Later that season, as All-Ireland success loomed on the horizon, he recalled with some fondness the goal that had played such a big role in Cork’s season.
“At the time I thought it was a peach of a goal, a sneaky goal, and it was completely against the run of play. And it was probably the deciding factor at the end of the day.”
Current side
The current team under
Kieran Kingston
has evoked comparisons with McGrath’s side. Like their predecessors they fielded with five starting debutants in the first championship match and won unexpectedly, similarly defeating
Waterford
in the Munster semi-final – again in defiance of expectations – and topped it off by beating Clare in the final.
There was also an All-Ireland but let’s not get ahead of ourselves.
“Yeah, there are parallels,” says McGrath in his contemporary role as a former player, selector and occasional pundit. “That time Cork introduced a number of young lads that were similar. They tick the Cork box in that they are fast, mobile skilful, confident and cocky – Mark Coleman Shane Kingston.
“I suppose the only difference is that team in ’99 came on the back of players that had won under-21 and minor stuff and this group haven’t but that’s not necessarily a reason Cork can’t be successful this year.”
Clare stand for other things in his career catalogue. Four years ago, as selector, he saw Cork lose a Munster final to Limerick and then despite having beaten them in the provincial semi-final, Clare came to beat them in a replayed All-Ireland final.
Time hasn't quite turned that disappointment into a cherished achievement. Cork were within seconds of winning that All-Ireland thanks to an extraordinary point by McGrath's club-mate Patrick Horgan. A generous helping of additional time was sufficient to encompass Domhnall O'Donovan's famous equaliser.

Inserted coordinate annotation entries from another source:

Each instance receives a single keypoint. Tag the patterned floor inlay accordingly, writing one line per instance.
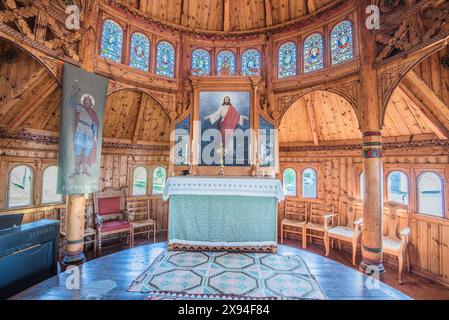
(226, 275)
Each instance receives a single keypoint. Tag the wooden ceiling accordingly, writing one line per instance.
(227, 15)
(30, 99)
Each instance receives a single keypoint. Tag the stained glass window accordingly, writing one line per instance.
(342, 42)
(289, 182)
(49, 183)
(165, 59)
(112, 41)
(287, 60)
(362, 185)
(397, 183)
(140, 181)
(200, 62)
(430, 194)
(159, 176)
(140, 52)
(251, 63)
(313, 53)
(20, 191)
(309, 183)
(226, 63)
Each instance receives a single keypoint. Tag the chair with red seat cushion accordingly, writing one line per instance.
(111, 219)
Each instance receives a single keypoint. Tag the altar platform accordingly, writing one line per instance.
(109, 277)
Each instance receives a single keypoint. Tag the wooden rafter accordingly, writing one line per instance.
(226, 15)
(424, 112)
(45, 90)
(268, 13)
(313, 122)
(139, 120)
(23, 94)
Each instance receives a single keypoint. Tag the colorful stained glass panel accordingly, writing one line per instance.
(140, 52)
(200, 62)
(165, 59)
(226, 63)
(313, 53)
(251, 63)
(342, 47)
(287, 60)
(112, 41)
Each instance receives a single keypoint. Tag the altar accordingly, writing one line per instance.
(218, 213)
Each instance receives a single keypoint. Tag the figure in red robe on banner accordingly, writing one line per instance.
(230, 119)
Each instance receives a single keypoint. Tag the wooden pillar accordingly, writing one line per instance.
(372, 252)
(76, 204)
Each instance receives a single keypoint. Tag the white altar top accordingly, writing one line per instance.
(229, 186)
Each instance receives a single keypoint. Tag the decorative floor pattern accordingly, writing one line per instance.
(220, 275)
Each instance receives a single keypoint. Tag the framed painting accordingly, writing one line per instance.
(225, 128)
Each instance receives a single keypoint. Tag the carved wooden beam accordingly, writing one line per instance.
(313, 121)
(426, 103)
(226, 15)
(139, 120)
(45, 90)
(268, 13)
(23, 94)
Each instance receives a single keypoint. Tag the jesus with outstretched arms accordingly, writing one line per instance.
(229, 118)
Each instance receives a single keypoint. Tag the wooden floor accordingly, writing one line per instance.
(109, 277)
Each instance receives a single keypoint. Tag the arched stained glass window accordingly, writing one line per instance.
(397, 183)
(200, 62)
(430, 194)
(159, 177)
(342, 47)
(140, 180)
(309, 183)
(287, 60)
(313, 53)
(165, 59)
(226, 63)
(251, 63)
(289, 182)
(140, 52)
(362, 185)
(49, 183)
(20, 189)
(112, 41)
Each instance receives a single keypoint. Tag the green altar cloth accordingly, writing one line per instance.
(223, 220)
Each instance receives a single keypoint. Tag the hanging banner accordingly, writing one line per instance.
(80, 136)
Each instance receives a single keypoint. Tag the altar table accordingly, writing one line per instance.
(218, 213)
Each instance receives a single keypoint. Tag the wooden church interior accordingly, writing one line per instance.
(361, 119)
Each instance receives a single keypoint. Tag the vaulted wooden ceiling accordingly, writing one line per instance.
(418, 107)
(227, 15)
(30, 98)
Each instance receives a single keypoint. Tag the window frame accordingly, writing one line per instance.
(153, 169)
(43, 183)
(387, 189)
(316, 182)
(124, 40)
(32, 186)
(441, 176)
(278, 76)
(132, 180)
(296, 181)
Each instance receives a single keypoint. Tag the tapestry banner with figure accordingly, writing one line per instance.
(80, 136)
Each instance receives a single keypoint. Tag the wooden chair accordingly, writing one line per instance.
(321, 219)
(110, 217)
(295, 218)
(394, 244)
(90, 236)
(349, 230)
(139, 214)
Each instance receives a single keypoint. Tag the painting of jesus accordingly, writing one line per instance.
(229, 114)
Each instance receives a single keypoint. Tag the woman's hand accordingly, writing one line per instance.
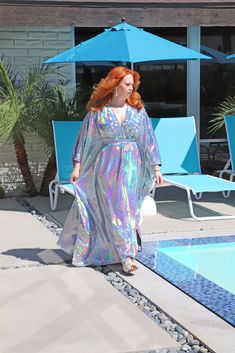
(75, 173)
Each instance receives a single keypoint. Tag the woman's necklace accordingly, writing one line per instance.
(120, 113)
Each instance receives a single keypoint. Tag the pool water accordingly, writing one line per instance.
(216, 262)
(203, 268)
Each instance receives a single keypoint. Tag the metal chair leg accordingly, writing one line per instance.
(53, 193)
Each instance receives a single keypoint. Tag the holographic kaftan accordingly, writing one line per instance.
(115, 176)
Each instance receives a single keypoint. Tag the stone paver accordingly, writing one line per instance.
(24, 240)
(58, 309)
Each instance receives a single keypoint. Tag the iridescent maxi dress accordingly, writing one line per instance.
(115, 176)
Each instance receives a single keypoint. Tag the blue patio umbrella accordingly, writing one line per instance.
(125, 43)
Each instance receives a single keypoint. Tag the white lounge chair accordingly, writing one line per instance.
(178, 148)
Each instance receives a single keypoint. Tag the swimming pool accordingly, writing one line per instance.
(203, 268)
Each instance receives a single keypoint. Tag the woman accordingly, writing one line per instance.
(115, 162)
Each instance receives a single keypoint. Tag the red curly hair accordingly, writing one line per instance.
(103, 91)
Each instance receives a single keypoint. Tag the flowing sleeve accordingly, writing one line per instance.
(149, 140)
(87, 139)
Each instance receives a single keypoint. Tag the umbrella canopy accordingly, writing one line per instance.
(125, 43)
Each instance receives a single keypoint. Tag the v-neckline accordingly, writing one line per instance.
(114, 114)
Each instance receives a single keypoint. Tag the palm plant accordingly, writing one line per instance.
(61, 104)
(20, 99)
(226, 107)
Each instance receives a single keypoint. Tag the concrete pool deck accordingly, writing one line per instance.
(30, 248)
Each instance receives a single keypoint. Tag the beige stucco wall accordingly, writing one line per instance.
(24, 46)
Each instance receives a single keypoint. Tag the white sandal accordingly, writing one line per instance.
(129, 266)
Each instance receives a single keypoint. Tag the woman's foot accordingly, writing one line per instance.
(129, 266)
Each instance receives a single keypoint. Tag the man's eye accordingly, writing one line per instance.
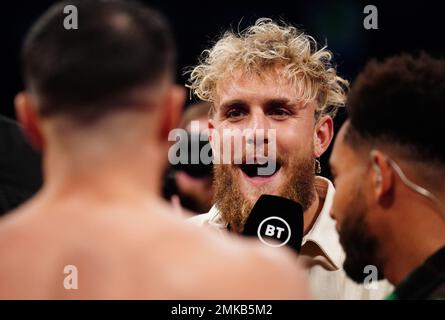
(235, 113)
(280, 113)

“One missed,” McGrath recalls. “Big time. It’s with me every day of the week. I’ll take it to the grave with me. Sport – there are games from my own career that I’ll take to the grave and in management that’s one of them.
"I met a journalist coming out of here; he was doing stuff for Fáilte Ireland at the time and he was just mesmerised by Anthony Nash [the Cork goalkeeper, whose balloon lift turned every penalty and 20-metre free into an event] – everything through the year, the penalties and his running up, the 13 on the line.

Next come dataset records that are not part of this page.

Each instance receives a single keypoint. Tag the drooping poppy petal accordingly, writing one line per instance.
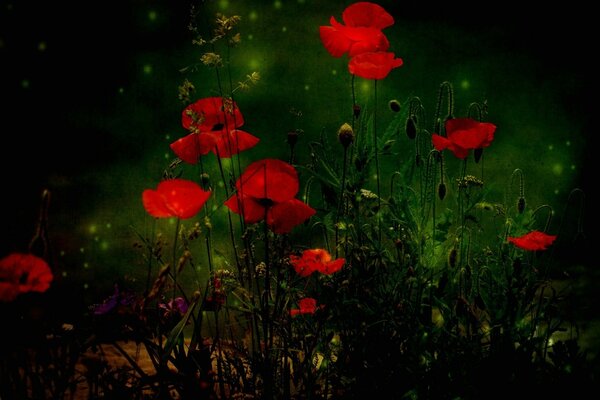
(175, 198)
(22, 273)
(464, 134)
(373, 65)
(189, 148)
(469, 133)
(307, 305)
(440, 143)
(248, 207)
(211, 113)
(303, 266)
(233, 142)
(335, 42)
(367, 14)
(362, 32)
(270, 179)
(533, 241)
(316, 260)
(283, 217)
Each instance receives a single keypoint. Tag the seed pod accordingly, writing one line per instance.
(452, 257)
(477, 154)
(346, 135)
(521, 205)
(411, 128)
(442, 190)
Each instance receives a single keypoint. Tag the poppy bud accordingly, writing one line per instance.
(394, 105)
(521, 205)
(411, 128)
(205, 180)
(293, 137)
(442, 190)
(438, 125)
(346, 135)
(479, 302)
(477, 153)
(452, 256)
(398, 243)
(517, 268)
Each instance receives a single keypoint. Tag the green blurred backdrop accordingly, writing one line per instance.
(90, 106)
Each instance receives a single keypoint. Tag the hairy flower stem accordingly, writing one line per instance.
(177, 226)
(341, 205)
(376, 145)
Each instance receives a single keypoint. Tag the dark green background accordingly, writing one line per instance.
(89, 106)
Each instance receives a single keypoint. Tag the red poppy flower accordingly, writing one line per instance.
(362, 32)
(213, 124)
(373, 65)
(22, 273)
(533, 241)
(464, 134)
(316, 260)
(266, 190)
(174, 198)
(307, 305)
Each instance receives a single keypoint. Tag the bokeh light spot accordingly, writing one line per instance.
(557, 169)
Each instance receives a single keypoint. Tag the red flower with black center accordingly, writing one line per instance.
(22, 273)
(266, 191)
(316, 260)
(174, 198)
(373, 65)
(307, 305)
(362, 32)
(463, 134)
(213, 124)
(533, 241)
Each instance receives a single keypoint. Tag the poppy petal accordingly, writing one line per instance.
(335, 42)
(533, 241)
(250, 209)
(175, 198)
(269, 178)
(283, 217)
(155, 204)
(332, 266)
(189, 148)
(469, 133)
(210, 112)
(234, 142)
(367, 14)
(373, 65)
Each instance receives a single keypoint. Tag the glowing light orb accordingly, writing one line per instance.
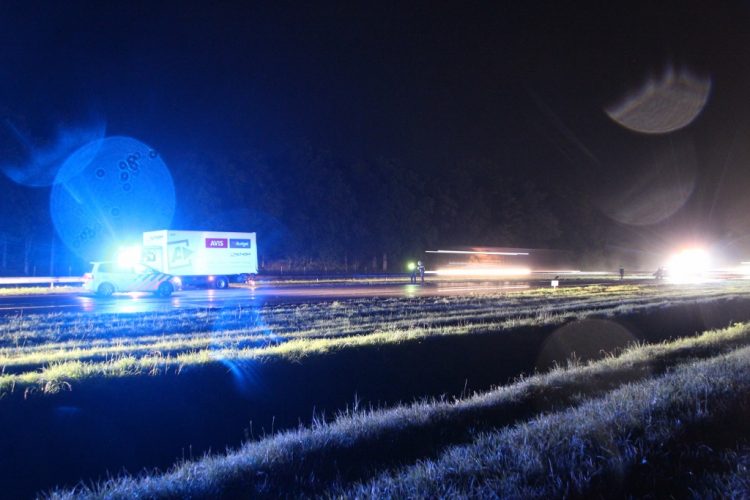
(664, 105)
(655, 188)
(110, 191)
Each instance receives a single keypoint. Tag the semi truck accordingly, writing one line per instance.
(202, 258)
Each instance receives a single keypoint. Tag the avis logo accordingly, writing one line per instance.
(216, 243)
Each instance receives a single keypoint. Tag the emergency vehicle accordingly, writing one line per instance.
(107, 278)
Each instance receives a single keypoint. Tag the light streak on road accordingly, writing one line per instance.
(476, 252)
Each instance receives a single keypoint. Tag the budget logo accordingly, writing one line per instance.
(216, 243)
(239, 243)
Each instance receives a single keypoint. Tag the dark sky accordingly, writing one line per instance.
(384, 78)
(523, 84)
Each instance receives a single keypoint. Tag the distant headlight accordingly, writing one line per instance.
(689, 265)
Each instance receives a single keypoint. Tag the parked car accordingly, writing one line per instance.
(107, 278)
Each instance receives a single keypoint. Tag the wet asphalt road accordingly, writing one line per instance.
(78, 301)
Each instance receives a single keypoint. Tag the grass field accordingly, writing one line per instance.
(321, 394)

“There were 13 on line! We counted them. And he clung it into the net.
“There were so many brilliant moments for us that year and we won nothing. We were even relegated that year. For such a brilliant season, to win nothing and be just seconds away, it was just incredible.”
National figure
The replay that year turned a Clare teenager into a national figure. Shane O’Donnell was spirited into the starting line-up and ended up with a hat-trick, setting David Fitzgerald’s team on the road to the Liam MacCarthy. McGrath says that Cork were not blind-sided by the selection. But . . .
“In intercounty management you know everything about every player. The stats are so detailed. Seán O’Donnell is our stats manager and he’s so good you know everything.

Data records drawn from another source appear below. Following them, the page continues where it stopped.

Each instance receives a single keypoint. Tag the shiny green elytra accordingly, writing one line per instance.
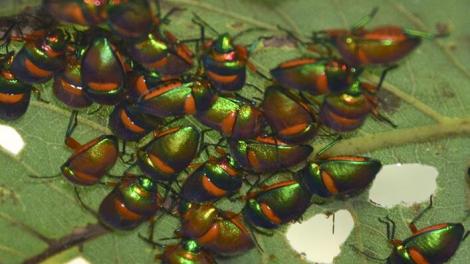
(102, 72)
(14, 94)
(132, 202)
(433, 244)
(186, 252)
(177, 98)
(39, 59)
(339, 175)
(213, 180)
(267, 154)
(316, 76)
(222, 232)
(289, 116)
(232, 118)
(169, 152)
(277, 204)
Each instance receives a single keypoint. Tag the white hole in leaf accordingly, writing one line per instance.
(78, 260)
(403, 183)
(11, 140)
(314, 237)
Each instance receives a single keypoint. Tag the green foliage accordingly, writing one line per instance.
(429, 100)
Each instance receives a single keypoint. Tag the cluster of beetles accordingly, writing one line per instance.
(116, 54)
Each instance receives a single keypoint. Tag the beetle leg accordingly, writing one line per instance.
(71, 126)
(80, 201)
(37, 92)
(466, 235)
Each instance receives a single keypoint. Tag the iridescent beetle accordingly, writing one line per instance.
(347, 111)
(67, 86)
(162, 53)
(131, 19)
(315, 76)
(14, 94)
(224, 62)
(177, 97)
(128, 123)
(290, 117)
(339, 176)
(384, 45)
(91, 161)
(433, 244)
(85, 13)
(41, 56)
(186, 252)
(214, 179)
(103, 72)
(133, 201)
(233, 118)
(277, 204)
(221, 232)
(169, 152)
(267, 154)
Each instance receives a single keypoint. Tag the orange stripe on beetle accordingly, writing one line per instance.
(211, 187)
(160, 164)
(35, 70)
(329, 182)
(268, 212)
(417, 257)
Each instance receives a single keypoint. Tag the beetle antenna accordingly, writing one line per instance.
(329, 145)
(80, 201)
(364, 20)
(368, 254)
(198, 19)
(422, 212)
(246, 31)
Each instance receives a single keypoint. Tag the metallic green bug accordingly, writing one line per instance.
(14, 94)
(221, 232)
(291, 119)
(186, 252)
(103, 76)
(216, 178)
(232, 118)
(277, 204)
(134, 200)
(169, 152)
(338, 175)
(267, 154)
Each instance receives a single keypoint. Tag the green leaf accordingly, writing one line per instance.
(427, 97)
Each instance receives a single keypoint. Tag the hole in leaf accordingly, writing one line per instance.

“Conor Whelan (Galway) started in 15 as a surprise docket. He’d played an intermediate match for Galway just the week before we played them. As soon as we heard on the morning that Conor Whelan was playing we knew straight away what he was good at: left on top, what hand he was good on; you know everything about a player.
“But trust me. We did not expect 3-3 from the chap (O’Donnell). Fast and mobile, we were worried that we might be opened up. We had Shane O’Neill on him and we thought Shane would keep a rein on him but to be fair to the chap he had one of those days he might never have again and he’s shown aspects of it again. I thought he was very sharp the last day.”
This weekend Cork are back like a cure for the Munster championship, helping to fill Semple Stadium and halt for this year the anxieties about falling crowds in the province. McGrath cautions some restraint.
“But I would say the Cork public aren’t getting too carried away at the same time. They are excited the team is what the Cork public like but they are realistic that it is an outside bet they will win the All-Ireland.”